Tome has also tried to find allies, like Google’s CEO Eric Schmidt and the heads of Airtable, Notion, and Zoom’s venture arm. In artificial intelligence, Tome has built investor ties to OpenAI, which gives it early access to GPT-4. It has also brought on board Mostaque, the CEO of Adept AI Labs, and the CEOs of Copy.ai and Weights & Biases as personal investors. Because of an OpenAI outage, Tome users, like this reporter, were unable to make presentations for a while on Tuesday. In response, Peiris said he would meet with Anthropic, a competitor to both Stability AI and OpenAI, next week to talk about how to combine their models into a business solution.
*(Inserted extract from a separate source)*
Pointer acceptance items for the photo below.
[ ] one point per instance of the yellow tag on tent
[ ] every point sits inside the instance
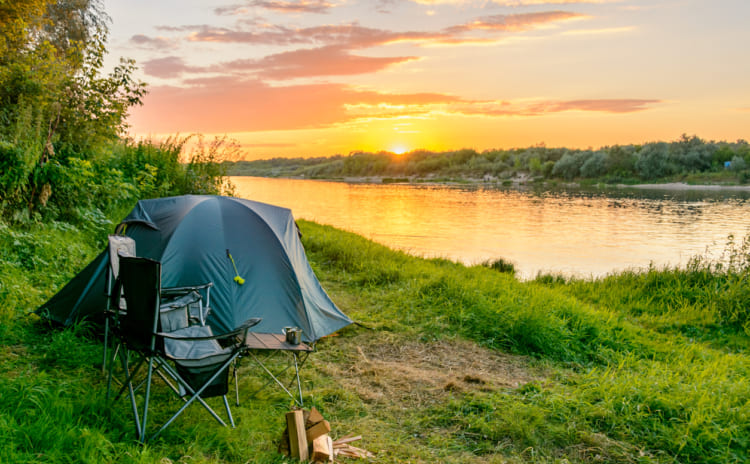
(237, 277)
“I don’t see a world where you press a button and your pitch deck is done.”

In the coming months, Tome’s creators plan to build and maintain their own specially trained models to make its generations even more advanced; they describe a future in which teams can embed real-time, automatically updated Figma files or user metrics directly from a customer’s database while also permitting collaborative live feedback to change outputs by color scheme or tone. To paraphrase Peiris: “I don’t see a world where you press a button and your pitch deck is done, and you send it to VCs, and they wire you money.”

At least one early adopter learned the hard way that not everyone is going to be thrilled by projects that are aided by TOME. When a high school teacher found out that one of her students had made a presentation in Tome for class, Liriani tweeted (with the student’s permission) screenshots of emails from that student. To prove that they had not deviated from Tome’s AI generations in any way, they provided logs at the student’s request. The teacher gave the student a second chance to turn in the project in the required Google Slides format and for up to 70% of the original grade.